John Lomas

Personal information
- Full name: John Millington Lomas
- Born: 12 December 1917 Ashtead, Surrey, England
- Died: 4 December 1945 (aged 27) Pimlico, London, England
- Batting: Right-handed

Domestic team information
- 1938 to 1939: Oxford University

Career statistics
| Competition | First-class |
| Matches | 23 |
| Runs scored | 1460 |
| Batting average | 34.76 |
| 100s/50s | 2/10 |
| Top score | 138 |
| Catches/stumpings | 10/0 |
- Source: Cricinfo, 31 August 2019

= John Lomas (cricketer) =

English cricketer (1917–1945)

John Millington Lomas (12 December 1917 – 4 December 1945) was an English cricketer who played first-class cricket for Oxford University in 1938 and 1939.

==Life and career==
Lomas was an outstanding schoolboy cricketer at Charterhouse School. He captained the school team in 1936, leading them through the season unbeaten against other schools and inflicting Eton's first loss to another school since 1920. He was awarded a scholarship to Oxford University, where he won Blues for both cricket and football, and was secretary of both clubs.

An opening batsman and fine fieldsman, Lomas had an outstanding first season with Oxford in 1938, scoring 908 runs at an average of 45.40. Troubled by ill-health in 1939 he was less successful, but nevertheless made his highest score of 138 against a strong MCC side at Lord's.

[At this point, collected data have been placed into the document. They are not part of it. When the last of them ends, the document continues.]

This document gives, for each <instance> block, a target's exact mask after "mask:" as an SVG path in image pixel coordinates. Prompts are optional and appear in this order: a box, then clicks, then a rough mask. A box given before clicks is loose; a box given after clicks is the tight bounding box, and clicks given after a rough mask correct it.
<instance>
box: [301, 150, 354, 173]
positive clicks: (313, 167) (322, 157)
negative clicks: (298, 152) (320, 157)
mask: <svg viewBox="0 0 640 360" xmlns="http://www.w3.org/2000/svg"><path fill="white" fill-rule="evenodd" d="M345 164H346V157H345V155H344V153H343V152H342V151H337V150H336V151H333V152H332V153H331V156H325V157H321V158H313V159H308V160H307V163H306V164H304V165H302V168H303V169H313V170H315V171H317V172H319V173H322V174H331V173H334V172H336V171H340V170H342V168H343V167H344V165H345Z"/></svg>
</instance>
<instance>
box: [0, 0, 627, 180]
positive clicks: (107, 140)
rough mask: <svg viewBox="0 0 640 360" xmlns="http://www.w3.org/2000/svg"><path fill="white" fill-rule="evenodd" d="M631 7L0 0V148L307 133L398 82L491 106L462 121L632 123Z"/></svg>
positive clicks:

When the Second World War began Lomas enlisted in the Royal Navy Volunteer Reserve, but was invalided out in 1940 owing to illness. For a time he worked at the Admiralty, but his health again failed him and he returned to his studies at Oxford. He completed his law degree in 1945 and was made a fellow of New College, Oxford. However, with his final bar exams approaching, Lomas gassed himself in December 1945. The cricket writer R. C. Robertson-Glasgow, an admirer of Lomas's batting, observed that "the current of his thought and ambitions ran deep out of the sight of common day and common intercourse".

He was a close friend of the mathematician G. H. Hardy, a cricket lover. Hardy dedicated A Mathematician's Apology (1940) to Lomas with an inscription explaining that Lomas had asked him to write the work.